BrightHaus Digital Marketing Agency

Google Pushes Deeper into Retail, Publishing and Possibly VR

March 24, 2018

Google started dipping its toes into the online shopping pool not long ago, and while Amazon still holds the prize in revenue per year regarding ecommerce, Google is working hard to catch up. In fact, the latest update to hit the Google marketplace is a cost-per-sale (CPS) feature that will allow for a more streamlined checkout from anywhere.

The google “shopping” feature provides access to products worldwide, but problems exist in the checkout process. Unlike Amazon, which pools products globally into one easy checkout tool, Google users still need to checkout from specific platforms or use specific processes to make a purchase. This update has a goal of putting an end to this issue, making it possible for consumers to shop on any device, with a universal checkout process.

Google’s goal in this change is not just to make shopping easier for the consumer. The change will also increase the search engine giant’s chances against longtime rival Amazon. The shopping Actions feature recently announced supports shopping through Google Assistant via over 40 participating retailers who utilize mobile wallet and similar applications. This latest change will coincide with the Shopping Actions feature to make it easier than ever for Google users to buy from Google Home or Google Assistant, among other devices and tools.

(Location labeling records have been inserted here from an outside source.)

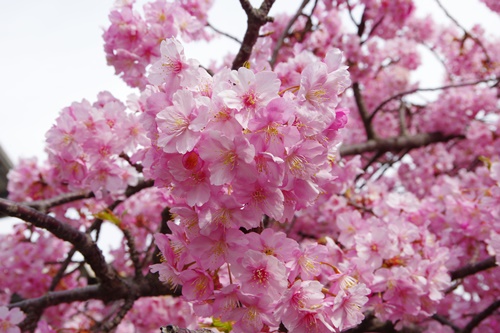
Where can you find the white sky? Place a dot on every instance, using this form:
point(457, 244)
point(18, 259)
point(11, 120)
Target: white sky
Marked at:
point(52, 54)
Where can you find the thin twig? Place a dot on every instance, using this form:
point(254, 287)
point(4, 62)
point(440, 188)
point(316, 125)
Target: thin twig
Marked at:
point(223, 33)
point(109, 324)
point(412, 91)
point(363, 112)
point(396, 143)
point(256, 18)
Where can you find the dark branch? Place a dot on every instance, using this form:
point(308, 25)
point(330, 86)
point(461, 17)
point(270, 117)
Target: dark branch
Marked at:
point(396, 143)
point(45, 205)
point(473, 268)
point(82, 242)
point(363, 112)
point(256, 18)
point(223, 33)
point(412, 91)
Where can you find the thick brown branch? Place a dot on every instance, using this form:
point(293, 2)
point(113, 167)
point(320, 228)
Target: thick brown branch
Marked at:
point(256, 18)
point(396, 143)
point(363, 112)
point(473, 268)
point(481, 316)
point(45, 205)
point(82, 242)
point(109, 324)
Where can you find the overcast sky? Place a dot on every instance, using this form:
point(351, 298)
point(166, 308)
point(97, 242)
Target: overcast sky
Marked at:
point(52, 54)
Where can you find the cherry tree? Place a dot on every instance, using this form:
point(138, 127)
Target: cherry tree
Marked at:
point(305, 184)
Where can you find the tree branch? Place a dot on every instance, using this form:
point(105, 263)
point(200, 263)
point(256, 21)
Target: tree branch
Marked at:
point(223, 33)
point(363, 112)
point(256, 18)
point(82, 242)
point(396, 143)
point(412, 91)
point(473, 268)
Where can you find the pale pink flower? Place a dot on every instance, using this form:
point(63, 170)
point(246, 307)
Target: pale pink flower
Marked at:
point(172, 64)
point(180, 124)
point(260, 274)
point(250, 92)
point(347, 307)
point(260, 198)
point(196, 285)
point(228, 158)
point(255, 312)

The key to this innovation is a shopping cart that works with all of these individual tools and mobile devices. As long as users save their information through Google, they can share shopping lists and checkout anywhere that’s supported by Google. To get in on this action, businesses looking to hook up with the Google sales format will pay a CPS rate, meaning that a payment is made for each sale through the Shopping Actions feature. This is another step to assimilate itself to Amazon, as they already utilize this type of revenue gaining technique with each sale made through their website.

Google Supports Publishers

Another big change to the Google platform rolled out this week by the search engine giant is the launching of a new Google News feature to introduce a broader workspace for publishing companies. This is meant to increase the quality of journalism, promote revenue and growth to publishing businesses, and offer more technology to publishers.

As part of this initiative, Google is investing 300-million dollars to help real journalists increase their readership and draw attention away from fraudulent news sites and articles which have become a dime a dozen over the last few years. Google users who want to be privy to this new honest way of reporting can subscribe quickly and easily. Publishers are then given subscriber info to better share stories, news, and updates.

Before rolling everything out, Google decided to test the process with a few select publishers. They worked with the Washington Post and others to try out the click subscription method and determine its value and ease for users. By requiring a subscription for these types of articles, real news will rank higher in Google, and users will be sure they’re receiving access to reliable authoritative information.

Google has reported that this change in subscriptions will not render previous algorithm updates useless. In fact, they have made it clear that their ranking system will not change, but rather, include more results than less. Subscriptions will also benefit real journalists, who Google hopes to promote, by increasing readership and revenue for those individual reporters and resources.

Included with these changes for publishers, Google is including a new Dashboard, which is analytics-centric, and will provide user data to publishing firms so that they can better determine what readers want to see and where they are going to read it. This will also increase growth for publishers, and possibly help traffic to their sites.

Potential Buy for Google to Gain More VR Momentum

In a non-confirmed article about Google, reports indicate that the search engine giant may be purchasing Lytro, a camera startup company founded in 2006, which specializes in plenoptic or light-field cameras. This camera is different from the standard camera which only captures light intensity, because it also picks up light direction and other information regarding light in a photo scene.

Google has yet to confirm or deny the purchase, but sources suggest that acquisition will cost Google between $25 and $40-million. Lytro is unique to the light-field camera industry because they currently hold 59 patents for their product, which was the first of its kind of be offered to the general public, as opposed to being used for scientific research and professional purposes only. Reports indicate that a $25-$40-million price tag will mean a big loss for the company which has invested hundreds of millions of dollars over the year to improve products and promote sales.

While the real reasons for Google possible interest in Lytro is unknown, it can be assumed that the company is hoping to excel over competitors in the field of cameras and digital imagery. Google has recently invested in the virtual reality space, and Lytro could be a key to improving their experience over other VR brands, like Samsung. Most VR products are relatively similar, so to have new information or patented products that improve it could put Google on top in this race.